The agency says it added more topics touching on specific amendments to the Constitution, the "rationale for the legislative branch structure," and an item on "American innovations." It also includes more "why" questions, though it's unclear what that entails.
It's unclear when the agency will roll out the changes to the exam. USCIS declined to comment on the planned revisions.
"It's not unprecedented to change the questions ... what stands out to me is once again a desire to slow down the process and require more from immigrants," said Aaron Reichlin-Melnick, policy counsel at the American Immigration Council, a non-profit group that advocates for the rights of immigrants, in part because it takes more to ask additional questions.

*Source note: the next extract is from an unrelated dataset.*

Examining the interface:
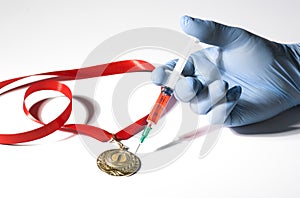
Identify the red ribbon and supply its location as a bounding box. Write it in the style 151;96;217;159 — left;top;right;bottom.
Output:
0;60;154;144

"This administration seems locked into an endless cycle of making the process more difficult and inevitably, discouraging more and more people from seeking citizenship and legal immigration benefits," Reichlin-Melnick added.

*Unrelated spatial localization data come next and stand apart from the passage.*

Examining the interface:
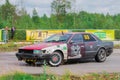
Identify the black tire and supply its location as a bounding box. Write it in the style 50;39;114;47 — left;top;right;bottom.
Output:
95;48;106;62
48;52;63;67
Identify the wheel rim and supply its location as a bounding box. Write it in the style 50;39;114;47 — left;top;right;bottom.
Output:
52;54;60;63
49;53;62;66
98;49;106;61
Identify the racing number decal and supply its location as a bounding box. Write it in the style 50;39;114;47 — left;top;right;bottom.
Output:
84;35;90;40
71;44;80;56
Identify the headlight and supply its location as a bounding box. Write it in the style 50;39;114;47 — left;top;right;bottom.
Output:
33;50;43;54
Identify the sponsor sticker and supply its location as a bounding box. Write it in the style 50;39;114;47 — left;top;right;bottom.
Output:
63;46;67;50
71;44;80;56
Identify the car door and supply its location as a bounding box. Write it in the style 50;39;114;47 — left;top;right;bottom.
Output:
67;34;85;59
82;34;99;57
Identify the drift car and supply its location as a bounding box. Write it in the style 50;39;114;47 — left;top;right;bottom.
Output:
16;32;113;67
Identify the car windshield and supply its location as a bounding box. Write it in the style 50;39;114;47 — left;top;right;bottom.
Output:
44;34;72;43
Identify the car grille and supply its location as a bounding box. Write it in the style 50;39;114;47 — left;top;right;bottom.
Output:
19;49;33;54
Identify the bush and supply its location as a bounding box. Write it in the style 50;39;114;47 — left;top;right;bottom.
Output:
8;29;26;41
115;29;120;40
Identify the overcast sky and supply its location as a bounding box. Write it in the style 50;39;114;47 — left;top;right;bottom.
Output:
0;0;120;17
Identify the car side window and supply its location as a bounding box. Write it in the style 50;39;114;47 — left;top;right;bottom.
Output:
71;34;83;43
83;34;96;42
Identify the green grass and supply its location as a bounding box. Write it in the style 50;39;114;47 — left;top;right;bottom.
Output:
114;44;120;49
0;72;57;80
0;42;32;52
0;72;34;80
0;72;120;80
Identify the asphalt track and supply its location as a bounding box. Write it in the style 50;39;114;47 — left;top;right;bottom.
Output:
0;49;120;75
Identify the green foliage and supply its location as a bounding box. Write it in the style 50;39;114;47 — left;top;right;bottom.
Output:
1;0;17;27
0;72;120;80
32;8;40;26
51;0;72;23
13;30;26;40
0;21;6;29
0;72;57;80
0;0;120;30
0;0;120;39
7;29;26;41
115;30;120;40
61;71;71;80
51;0;71;15
0;72;34;80
17;15;34;29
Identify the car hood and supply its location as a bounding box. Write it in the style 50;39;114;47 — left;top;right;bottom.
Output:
20;42;64;50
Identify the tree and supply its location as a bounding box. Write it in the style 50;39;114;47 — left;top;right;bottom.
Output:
51;0;71;16
51;0;72;23
17;14;34;29
1;0;17;26
32;8;40;25
17;8;27;16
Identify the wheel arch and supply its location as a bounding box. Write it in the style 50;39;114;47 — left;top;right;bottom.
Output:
95;47;107;62
96;47;106;56
97;47;106;53
54;50;64;60
49;50;64;66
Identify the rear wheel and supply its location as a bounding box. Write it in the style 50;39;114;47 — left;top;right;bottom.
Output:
48;52;63;67
95;48;106;62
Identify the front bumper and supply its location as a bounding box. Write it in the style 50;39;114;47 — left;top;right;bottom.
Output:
16;53;51;62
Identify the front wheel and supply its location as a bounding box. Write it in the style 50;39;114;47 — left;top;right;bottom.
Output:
48;52;63;67
95;48;106;62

USCIS, a part of the Department of Homeland Security, has been at the center of some of the administration's most hardline immigration policies, notably policies that have made it exceedingly difficult for migrants to seek asylum in the US and the controversial "public charge" rule, which makes it more difficult for immigrants to obtain legal status if they use public benefits.
Ken Cuccinelli, who now serves as the senior official performing the duties of the Homeland Security deputy secretary, brought the agency into a rare spotlight when he served as the acting USCIS director, working to rebrand it as an vetting agency, rather than a benefits agency.
"Updating, maintaining, and improving a test that is current and relevant is our responsibility as an agency in order to help potential new citizens fully understand the meaning of U.S. citizenship and the values that unite all Americans," Cuccinelli said in a statement last year when the agency announced it would revise the exam.
USCIS has boasted about the number of people it naturalizes on a yearly basis. In fiscal year 2019, USCIS naturalized 834,000 new citizens, an 11-year high. But during the pandemic, naturalization ceremonies, which occur in person, were halted.
The agency began to fully resume ceremonies in June.